Das Zurückkehren folgte dann schneller, als ursprünglich gedacht. Und ja, es fühlt sich immer noch richtig an. Das Einzige, was immer wieder schmerzt ist, dass ich meine Liebsten zurücklassen musste, um diesen Weg zu gehen.
Manchmal fühlt es sich immer noch ein wenig unrealistisch an. Ich schaue dann in den blauen Himmel und kann es nicht glauben, dass ich jetzt in einem Land lebe, in dem es Krokodile gibt und ich mir die Bananen und Zitronen aus meinem Garten hole.
Vieles ist so einfach und entspannt geworden. Viele Dinge sind hier möglich. Einfach mal machen, ausprobieren - ist erlaubt und erwünscht. Vieles geht ohne viel Bürokratie und ohne Durch-Reglementierung. Dies schenkt eine wundervolle Freiheit und das Gefühl, sein Leben wieder in Selbstverantwortung gestalten zu können. Sicher einer der Punkte, warum ich mich hier so wohl fühle.

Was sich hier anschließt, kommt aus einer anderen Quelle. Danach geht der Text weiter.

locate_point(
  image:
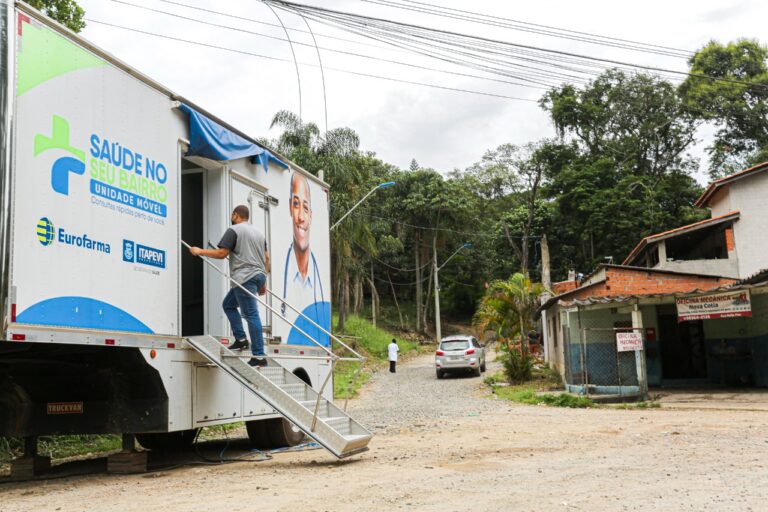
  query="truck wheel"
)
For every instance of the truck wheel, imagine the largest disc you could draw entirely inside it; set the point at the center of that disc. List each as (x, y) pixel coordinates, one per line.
(168, 441)
(273, 433)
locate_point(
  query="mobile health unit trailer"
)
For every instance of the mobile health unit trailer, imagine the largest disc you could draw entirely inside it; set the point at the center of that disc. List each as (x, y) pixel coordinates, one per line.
(108, 324)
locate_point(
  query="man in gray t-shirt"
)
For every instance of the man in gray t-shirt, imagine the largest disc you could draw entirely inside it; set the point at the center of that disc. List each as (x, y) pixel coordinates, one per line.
(248, 266)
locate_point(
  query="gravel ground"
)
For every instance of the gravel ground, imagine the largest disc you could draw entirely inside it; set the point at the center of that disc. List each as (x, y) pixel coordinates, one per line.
(414, 397)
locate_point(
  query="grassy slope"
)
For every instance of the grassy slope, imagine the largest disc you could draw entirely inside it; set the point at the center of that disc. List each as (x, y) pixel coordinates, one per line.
(370, 342)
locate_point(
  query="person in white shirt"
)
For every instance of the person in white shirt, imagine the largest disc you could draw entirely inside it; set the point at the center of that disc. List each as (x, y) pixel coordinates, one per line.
(393, 349)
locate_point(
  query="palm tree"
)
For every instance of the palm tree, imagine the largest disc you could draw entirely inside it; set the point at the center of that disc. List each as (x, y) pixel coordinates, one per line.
(337, 153)
(508, 307)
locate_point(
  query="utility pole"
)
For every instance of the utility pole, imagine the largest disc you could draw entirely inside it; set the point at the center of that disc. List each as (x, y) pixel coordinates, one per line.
(438, 334)
(546, 280)
(438, 330)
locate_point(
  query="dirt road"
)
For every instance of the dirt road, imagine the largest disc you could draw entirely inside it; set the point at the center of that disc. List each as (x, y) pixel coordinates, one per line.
(459, 451)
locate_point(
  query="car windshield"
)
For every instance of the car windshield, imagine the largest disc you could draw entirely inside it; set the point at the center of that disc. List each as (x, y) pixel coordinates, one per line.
(454, 345)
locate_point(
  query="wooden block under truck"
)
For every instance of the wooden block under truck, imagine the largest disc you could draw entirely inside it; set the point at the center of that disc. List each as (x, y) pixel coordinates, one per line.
(109, 324)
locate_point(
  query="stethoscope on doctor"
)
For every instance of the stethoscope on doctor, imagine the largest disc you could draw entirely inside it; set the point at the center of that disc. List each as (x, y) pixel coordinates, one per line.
(317, 284)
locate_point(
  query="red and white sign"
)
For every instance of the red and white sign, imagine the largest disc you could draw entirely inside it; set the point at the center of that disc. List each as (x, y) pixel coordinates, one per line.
(629, 341)
(65, 408)
(721, 305)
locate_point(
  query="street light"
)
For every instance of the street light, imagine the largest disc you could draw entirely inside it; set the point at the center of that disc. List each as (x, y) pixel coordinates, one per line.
(374, 189)
(438, 329)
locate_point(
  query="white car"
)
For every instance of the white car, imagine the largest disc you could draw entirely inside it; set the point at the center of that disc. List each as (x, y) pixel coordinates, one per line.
(459, 353)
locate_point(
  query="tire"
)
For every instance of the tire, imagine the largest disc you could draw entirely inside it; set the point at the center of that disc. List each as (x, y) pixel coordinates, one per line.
(273, 433)
(168, 441)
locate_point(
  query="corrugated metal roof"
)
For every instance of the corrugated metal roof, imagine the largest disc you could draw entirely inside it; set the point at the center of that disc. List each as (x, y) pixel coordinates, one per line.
(717, 184)
(679, 231)
(627, 298)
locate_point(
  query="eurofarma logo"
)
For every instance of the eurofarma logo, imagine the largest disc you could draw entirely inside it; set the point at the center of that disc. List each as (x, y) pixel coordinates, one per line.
(47, 233)
(121, 175)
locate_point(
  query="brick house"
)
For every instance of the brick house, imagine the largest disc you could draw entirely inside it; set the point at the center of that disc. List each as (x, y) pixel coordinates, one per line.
(714, 257)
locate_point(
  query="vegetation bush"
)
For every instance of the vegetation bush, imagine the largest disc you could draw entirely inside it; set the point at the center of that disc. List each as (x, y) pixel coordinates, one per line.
(518, 364)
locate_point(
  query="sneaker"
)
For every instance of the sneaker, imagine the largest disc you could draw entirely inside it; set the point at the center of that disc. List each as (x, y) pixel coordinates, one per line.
(239, 345)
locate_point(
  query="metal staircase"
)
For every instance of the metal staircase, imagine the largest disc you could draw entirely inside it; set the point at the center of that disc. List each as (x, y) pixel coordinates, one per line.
(319, 418)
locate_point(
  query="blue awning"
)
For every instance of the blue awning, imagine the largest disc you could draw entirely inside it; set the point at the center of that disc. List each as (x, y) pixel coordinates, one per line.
(209, 139)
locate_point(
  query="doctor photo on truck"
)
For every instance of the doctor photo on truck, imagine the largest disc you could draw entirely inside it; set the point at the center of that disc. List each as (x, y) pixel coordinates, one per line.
(302, 284)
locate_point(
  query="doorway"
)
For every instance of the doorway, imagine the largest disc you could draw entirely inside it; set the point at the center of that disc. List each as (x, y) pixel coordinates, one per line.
(192, 269)
(683, 353)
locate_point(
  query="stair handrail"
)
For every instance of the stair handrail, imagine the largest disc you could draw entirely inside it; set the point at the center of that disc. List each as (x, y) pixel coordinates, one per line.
(335, 338)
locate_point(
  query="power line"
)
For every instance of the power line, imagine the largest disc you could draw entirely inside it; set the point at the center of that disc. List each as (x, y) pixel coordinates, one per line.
(339, 16)
(341, 52)
(553, 28)
(497, 21)
(339, 70)
(429, 50)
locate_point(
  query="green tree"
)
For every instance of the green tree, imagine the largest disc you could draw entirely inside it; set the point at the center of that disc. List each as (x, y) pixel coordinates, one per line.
(349, 173)
(508, 307)
(737, 103)
(628, 173)
(66, 12)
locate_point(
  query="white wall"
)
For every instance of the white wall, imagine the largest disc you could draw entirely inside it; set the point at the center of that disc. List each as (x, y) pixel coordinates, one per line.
(749, 197)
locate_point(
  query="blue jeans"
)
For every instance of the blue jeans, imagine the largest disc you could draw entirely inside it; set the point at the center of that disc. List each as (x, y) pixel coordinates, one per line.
(237, 298)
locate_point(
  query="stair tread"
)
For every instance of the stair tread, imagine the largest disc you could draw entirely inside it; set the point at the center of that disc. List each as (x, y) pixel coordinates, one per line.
(272, 383)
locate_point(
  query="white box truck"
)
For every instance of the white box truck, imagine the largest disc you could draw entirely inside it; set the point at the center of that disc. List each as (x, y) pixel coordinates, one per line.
(109, 325)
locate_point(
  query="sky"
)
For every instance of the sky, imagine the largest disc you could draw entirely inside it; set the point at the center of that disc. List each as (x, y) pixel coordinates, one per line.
(441, 129)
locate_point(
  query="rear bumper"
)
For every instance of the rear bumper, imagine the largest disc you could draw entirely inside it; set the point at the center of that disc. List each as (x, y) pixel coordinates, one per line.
(463, 364)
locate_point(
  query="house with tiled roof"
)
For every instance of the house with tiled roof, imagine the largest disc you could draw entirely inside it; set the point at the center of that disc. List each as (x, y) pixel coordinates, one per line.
(694, 299)
(730, 243)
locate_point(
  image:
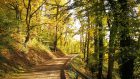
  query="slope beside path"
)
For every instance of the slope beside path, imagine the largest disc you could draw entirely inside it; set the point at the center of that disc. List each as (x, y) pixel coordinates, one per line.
(53, 69)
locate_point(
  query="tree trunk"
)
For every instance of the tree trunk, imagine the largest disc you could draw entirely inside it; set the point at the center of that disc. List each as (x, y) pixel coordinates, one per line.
(126, 59)
(101, 50)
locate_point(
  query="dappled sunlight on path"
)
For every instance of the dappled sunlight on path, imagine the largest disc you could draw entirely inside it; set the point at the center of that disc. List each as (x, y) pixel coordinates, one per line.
(53, 69)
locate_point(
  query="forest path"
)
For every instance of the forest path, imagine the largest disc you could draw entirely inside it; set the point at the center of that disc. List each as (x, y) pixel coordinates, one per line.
(53, 69)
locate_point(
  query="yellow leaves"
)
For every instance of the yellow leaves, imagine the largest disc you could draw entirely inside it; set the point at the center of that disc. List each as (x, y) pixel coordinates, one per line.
(104, 20)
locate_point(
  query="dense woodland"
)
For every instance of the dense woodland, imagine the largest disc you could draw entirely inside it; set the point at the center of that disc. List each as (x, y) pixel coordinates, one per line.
(104, 33)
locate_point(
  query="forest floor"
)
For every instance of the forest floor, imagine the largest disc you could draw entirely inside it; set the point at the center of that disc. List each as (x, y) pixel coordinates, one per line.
(53, 69)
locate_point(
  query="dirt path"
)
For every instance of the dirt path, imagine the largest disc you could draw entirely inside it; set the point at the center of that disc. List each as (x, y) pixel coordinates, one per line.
(54, 69)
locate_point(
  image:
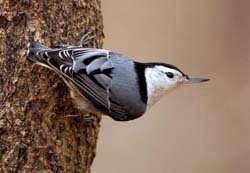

Ein weiterer Punkt wurde mir erst vor Kurzem so richtig klar. Ich glaube, es liegt an meinem Alter. Hört sich jetzt vielleicht komisch an, ist aber wohl tatsächlich so. Ich erkläre euch, was ich meine.
Aufgewachsen als junger Mensch in den 80ern, mit gelben Telefonzellen und dicken Telefonbüchern, in denen wir ewig nach Namen suchten. Mit Kaugummiautomaten an der Ecke und Pausenbrötchen vom Schulbäcker. Zelten mit Lagerfeuer, Fahrradfahren ohne Helm, Klassenpartys mit Flaschendrehen, tanzen in Discos und Freunde, die einfach vorbei kamen - das war unsere Welt. Ja, wir sind einfach bei unseren Freunden vorbei gegangen. Ohne vorher zu fragen, wann Zeit wäre, ohne Termine abzusprechen. Man war einfach da und es war gut so. Es war einfach und unkompliziert. Und dann war da noch unsere Musik! Die 80iger! Wir hatten wirklich eine tolle Zeit.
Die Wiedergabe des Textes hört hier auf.